F1 has entered a new era – of tyres, anyway – with Pirelli making their return to the sport this morning.
Toro Rosso’s Jaime Alguersuari was the first driver to take the new rubber on-track at the Yas Marina circuit for what were their maiden laps on a 2010 F1 car, with previous running having been done on Toyota’s 2009 racer. All twelve teams fielded drivers including world champions Red Bull, for whom Sebastian Vettel set the quickest lap of the session. He’s clearly recovered from his post-title celebrations quite nicely, then.
Paul Hembray, Pirelli’s motorsport director, is in attendance and is thus far pleased with how things have been going. His company are returning to F1 after an absence of 20 years.
“So far, we have had tremendous collaboration with the teams in preparation for this test,” said Hembray.
The Pirelli man also insisted that he isn’t concerned about the lap times recorded today. The fastest set in this morning’s session – new world champion Vettel’s 1m40.861s – falls over two and a half seconds short of Daniel Ricciardo’s lap in the same car – shod with Bridgestone tyres – during Wednesday’s young driver test.

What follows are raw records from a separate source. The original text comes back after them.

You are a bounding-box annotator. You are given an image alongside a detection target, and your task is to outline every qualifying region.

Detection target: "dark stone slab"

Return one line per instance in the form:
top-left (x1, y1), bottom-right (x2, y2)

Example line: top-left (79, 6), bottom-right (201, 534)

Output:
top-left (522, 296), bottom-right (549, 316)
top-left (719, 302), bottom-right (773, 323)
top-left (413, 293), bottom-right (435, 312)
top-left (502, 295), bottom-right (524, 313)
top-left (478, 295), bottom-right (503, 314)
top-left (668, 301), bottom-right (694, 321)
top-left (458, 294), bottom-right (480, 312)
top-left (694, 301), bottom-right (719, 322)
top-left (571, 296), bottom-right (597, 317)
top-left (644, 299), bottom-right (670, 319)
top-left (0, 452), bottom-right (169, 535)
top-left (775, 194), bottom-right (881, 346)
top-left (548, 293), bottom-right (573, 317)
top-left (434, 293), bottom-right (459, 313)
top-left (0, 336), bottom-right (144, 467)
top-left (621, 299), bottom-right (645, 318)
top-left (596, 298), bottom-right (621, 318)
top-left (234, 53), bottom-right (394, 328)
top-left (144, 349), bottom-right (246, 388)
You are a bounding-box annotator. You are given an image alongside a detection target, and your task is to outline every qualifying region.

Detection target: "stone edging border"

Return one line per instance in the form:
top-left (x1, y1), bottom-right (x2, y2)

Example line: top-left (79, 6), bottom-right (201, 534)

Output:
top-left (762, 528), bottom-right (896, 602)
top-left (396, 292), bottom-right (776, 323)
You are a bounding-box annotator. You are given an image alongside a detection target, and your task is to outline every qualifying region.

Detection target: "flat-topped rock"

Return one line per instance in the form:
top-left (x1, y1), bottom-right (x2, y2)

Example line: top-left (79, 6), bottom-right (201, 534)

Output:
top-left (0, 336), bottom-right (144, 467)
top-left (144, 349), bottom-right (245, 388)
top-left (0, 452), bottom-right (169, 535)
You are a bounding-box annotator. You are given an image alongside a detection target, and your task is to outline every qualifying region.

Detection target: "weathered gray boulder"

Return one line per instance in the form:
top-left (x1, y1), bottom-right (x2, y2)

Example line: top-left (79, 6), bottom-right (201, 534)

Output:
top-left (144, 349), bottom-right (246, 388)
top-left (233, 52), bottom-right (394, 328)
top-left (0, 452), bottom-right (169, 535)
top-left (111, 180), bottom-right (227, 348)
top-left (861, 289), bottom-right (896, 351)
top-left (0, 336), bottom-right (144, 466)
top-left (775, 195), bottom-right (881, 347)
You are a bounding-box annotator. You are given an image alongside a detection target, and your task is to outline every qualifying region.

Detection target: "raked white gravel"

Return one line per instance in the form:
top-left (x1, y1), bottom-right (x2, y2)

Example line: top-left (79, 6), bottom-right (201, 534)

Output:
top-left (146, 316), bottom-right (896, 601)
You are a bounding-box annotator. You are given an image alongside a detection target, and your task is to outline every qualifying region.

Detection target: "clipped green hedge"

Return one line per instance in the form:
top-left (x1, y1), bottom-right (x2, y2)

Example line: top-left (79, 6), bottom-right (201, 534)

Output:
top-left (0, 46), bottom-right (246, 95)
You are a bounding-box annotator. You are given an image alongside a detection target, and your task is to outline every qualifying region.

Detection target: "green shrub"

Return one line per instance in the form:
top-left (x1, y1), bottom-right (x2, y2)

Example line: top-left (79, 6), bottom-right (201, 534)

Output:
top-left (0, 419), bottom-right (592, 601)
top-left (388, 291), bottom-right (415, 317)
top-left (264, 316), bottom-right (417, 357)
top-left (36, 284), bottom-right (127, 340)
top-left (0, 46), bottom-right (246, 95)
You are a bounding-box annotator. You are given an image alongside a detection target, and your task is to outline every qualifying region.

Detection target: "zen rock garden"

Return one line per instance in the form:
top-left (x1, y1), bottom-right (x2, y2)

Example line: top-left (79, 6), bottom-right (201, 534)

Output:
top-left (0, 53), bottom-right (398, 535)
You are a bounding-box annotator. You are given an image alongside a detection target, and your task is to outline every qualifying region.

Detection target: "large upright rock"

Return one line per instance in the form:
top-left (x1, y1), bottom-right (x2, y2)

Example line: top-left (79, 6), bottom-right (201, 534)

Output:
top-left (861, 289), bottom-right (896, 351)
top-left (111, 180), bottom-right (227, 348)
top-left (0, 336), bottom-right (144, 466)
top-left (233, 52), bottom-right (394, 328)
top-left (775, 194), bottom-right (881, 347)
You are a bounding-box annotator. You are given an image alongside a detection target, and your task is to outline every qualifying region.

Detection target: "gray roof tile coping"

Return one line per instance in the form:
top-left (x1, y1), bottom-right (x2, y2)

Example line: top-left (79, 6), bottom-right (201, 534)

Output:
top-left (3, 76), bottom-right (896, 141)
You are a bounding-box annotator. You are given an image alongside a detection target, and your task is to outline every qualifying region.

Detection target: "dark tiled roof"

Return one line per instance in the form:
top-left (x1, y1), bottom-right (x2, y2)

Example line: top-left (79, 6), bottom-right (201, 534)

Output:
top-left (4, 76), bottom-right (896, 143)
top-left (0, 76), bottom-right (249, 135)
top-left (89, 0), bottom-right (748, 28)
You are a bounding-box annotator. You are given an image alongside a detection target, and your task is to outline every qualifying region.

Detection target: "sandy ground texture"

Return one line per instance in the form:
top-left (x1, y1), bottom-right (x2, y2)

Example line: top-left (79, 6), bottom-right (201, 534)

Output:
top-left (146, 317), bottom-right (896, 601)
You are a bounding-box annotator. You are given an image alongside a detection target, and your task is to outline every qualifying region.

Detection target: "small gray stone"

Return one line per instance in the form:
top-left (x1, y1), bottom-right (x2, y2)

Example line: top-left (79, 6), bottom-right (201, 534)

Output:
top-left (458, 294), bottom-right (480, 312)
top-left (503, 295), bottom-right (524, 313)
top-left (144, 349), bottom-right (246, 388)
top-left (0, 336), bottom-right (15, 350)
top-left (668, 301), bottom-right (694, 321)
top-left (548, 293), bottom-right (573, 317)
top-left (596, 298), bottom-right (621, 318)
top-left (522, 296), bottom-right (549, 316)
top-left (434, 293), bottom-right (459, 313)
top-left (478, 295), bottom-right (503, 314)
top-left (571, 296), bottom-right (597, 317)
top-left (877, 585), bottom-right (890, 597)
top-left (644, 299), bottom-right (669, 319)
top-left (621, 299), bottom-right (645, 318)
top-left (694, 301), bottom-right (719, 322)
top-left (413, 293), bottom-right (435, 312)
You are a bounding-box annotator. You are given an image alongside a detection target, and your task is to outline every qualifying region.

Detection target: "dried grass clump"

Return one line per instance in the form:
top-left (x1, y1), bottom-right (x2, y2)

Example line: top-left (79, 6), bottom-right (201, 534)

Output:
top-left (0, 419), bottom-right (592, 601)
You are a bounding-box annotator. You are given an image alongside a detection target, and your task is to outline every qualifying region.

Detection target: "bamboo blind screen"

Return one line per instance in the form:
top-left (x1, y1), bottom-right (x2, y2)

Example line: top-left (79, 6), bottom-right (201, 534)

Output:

“We have never set out looking for laptimes,” said Hembray. “That’s not to give you excuses about whether we are slow or fast because we haven’t a clue, to be honest. Maybe we like the surface that has been created and we have a great time. But it has never been an objective given to us and it’s not something that we have been able to chase.”

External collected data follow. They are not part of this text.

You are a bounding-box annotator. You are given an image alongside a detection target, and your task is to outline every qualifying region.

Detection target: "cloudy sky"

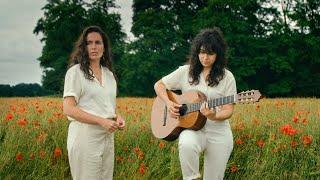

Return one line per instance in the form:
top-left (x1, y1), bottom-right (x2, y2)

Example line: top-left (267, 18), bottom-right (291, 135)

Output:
top-left (0, 0), bottom-right (133, 86)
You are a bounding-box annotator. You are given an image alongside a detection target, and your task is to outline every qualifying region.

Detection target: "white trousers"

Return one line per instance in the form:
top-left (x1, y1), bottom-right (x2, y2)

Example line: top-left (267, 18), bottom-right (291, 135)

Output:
top-left (67, 121), bottom-right (114, 180)
top-left (178, 122), bottom-right (233, 180)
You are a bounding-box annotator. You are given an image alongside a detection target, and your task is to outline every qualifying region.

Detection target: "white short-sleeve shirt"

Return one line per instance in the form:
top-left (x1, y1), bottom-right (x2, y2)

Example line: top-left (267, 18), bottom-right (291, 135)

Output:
top-left (63, 64), bottom-right (117, 121)
top-left (162, 64), bottom-right (237, 128)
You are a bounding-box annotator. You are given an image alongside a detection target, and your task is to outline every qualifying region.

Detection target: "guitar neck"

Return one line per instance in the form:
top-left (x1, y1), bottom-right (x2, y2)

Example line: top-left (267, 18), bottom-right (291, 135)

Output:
top-left (187, 94), bottom-right (236, 113)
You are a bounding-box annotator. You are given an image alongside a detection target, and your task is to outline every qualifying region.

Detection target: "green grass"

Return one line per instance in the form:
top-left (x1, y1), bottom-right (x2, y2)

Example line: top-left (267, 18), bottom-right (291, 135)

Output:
top-left (0, 97), bottom-right (319, 179)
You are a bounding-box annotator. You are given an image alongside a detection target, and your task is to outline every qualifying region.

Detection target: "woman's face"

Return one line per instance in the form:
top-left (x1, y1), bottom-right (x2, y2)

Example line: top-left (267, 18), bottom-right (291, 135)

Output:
top-left (86, 32), bottom-right (104, 62)
top-left (198, 47), bottom-right (217, 69)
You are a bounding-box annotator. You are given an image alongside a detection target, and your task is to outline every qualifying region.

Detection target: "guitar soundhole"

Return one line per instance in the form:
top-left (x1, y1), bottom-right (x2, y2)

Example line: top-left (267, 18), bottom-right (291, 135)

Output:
top-left (179, 104), bottom-right (188, 116)
top-left (163, 106), bottom-right (167, 126)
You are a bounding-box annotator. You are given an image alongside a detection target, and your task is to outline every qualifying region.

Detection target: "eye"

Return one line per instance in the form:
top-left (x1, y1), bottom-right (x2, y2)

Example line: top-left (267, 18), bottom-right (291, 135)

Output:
top-left (95, 40), bottom-right (103, 45)
top-left (86, 41), bottom-right (93, 45)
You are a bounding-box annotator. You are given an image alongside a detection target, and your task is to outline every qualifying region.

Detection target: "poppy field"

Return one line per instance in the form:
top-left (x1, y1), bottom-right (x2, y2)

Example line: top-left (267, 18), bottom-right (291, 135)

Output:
top-left (0, 97), bottom-right (319, 179)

He added that Ricciardo’s lap on Wednesday highlights how changing track conditions can dramatically effect times. The Aussie was over a second quicker than Vettel managed in Saturday’s qualifying session.
“Based on the young driver test I think we’ve found someone who is a second-and-a-half quicker than Sebastian Vettel! That is the perfect example of how different days, different times and different conditions affect things. It’s not very important because the track changes a lot.”
Vettel’s best lap was half a tenth quicker than second fastest Felipe Massa, with Renault’s Robert Kubica a further tenth back in third. However with the teams still running their 2010 cars we’d be wasting our time if we tried to get any concrete indication of who the new rubber will favour next year.